We’d just moved to a new neighborhood. Late one afternoon, Dad was out back BBQing steaks and Mom was sitting the table. There was a knock on the door, and when I opened it, a kid, maybe 4, blew by me and installed himself at our dinner table.

Mom didn’t miss a beat, she put a plate in front of him and we ended up feeding him.

But that’s not the weird thing.

Next night, he was back with two older siblings. And Mom fed them all….

And this went on for weeks.

So, steak night became half-rations. Chocolate cake night? No leftovers for lunch, and Ice Cream Sunday? Forget getting any toppings. The locust-boys scarfed them all up before they made their way around the table.

This was the new normal, and I was not happy. So, I complained … a lot. And all I got was Mom’s homily. “There’s always room at our table.”

How weird is this? I though, and I fumed.

I suffered for months, years, or centuries, maybe. It felt like forever. Whenever I had an unkind thought, Mom would read my mind and give me “that look.” And I kept quiet.

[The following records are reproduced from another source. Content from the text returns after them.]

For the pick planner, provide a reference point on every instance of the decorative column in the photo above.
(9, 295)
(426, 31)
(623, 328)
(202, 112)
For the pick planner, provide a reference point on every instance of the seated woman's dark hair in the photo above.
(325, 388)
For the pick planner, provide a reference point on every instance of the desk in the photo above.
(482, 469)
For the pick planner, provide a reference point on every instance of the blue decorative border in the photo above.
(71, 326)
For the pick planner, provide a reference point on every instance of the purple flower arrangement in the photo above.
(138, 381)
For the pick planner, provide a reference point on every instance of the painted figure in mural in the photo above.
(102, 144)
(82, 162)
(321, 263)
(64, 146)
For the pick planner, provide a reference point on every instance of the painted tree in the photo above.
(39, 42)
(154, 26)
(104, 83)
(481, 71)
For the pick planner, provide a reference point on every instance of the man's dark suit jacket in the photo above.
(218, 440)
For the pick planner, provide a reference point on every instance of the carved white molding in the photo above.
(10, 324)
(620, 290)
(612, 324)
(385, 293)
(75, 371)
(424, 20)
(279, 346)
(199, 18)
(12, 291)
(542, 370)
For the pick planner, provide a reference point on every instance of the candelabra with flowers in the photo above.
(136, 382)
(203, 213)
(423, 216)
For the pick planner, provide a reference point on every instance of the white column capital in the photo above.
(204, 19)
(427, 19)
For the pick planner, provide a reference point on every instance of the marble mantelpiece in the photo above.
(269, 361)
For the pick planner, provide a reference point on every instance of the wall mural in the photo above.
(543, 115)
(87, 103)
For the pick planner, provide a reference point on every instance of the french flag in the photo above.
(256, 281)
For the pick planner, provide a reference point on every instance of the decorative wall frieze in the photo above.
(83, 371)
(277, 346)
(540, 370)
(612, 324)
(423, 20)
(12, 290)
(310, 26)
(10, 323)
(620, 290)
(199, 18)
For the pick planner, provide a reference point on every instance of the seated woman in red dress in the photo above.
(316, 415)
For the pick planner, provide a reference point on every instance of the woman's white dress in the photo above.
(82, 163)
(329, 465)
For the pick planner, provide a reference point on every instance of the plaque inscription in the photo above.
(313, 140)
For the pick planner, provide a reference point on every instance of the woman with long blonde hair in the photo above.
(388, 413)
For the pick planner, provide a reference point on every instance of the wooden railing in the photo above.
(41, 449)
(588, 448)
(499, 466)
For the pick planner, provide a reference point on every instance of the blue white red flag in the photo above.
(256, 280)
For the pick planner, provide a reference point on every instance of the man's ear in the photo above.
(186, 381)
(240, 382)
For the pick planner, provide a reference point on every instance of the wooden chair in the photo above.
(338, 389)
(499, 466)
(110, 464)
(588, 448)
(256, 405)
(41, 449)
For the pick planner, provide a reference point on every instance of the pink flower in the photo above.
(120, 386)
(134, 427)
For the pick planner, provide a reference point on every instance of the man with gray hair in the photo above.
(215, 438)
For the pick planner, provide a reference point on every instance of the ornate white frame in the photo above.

Then, in a flash, the trio vanished!

Word on the street was that the whole family had suddenly disappeared in a station wagon and a fleet of battered pickups.

I was thrilled. And the more I jumped up and down, whistled, smiled and laughed with joy, the madder my mother got. Finally, she grabbed me by the shoulders and sat me down.

“Look,” she growled. “I know hunger when I see it. My parents didn’t always have dinner on our table, and when I was 12, I got a job at a movie theater and lived on stale popcorn.”

I sat there in silence, stunned.

“So, buster, you have a choice. You can live in a world where you close your door to suffering, or you can open the door, open your heart, and make room at the table.” She paused for effect. “The question is which world do you want to live in?”

I looked at her, and as I’d been taught, answered honestly.

“The one with leftover chocolate cake?”

Mom threw her arms up and turned red in the face.

“Fine. Go to your room, and think about that answer.”

So, I trudged down the hall and spent the afternoon in deep reflection.

And I did learn an important lesson that day. One that I still practice today.

BEWARE THE RHETORICAL QUESTION!

Yeah, mothers, they have a tough job.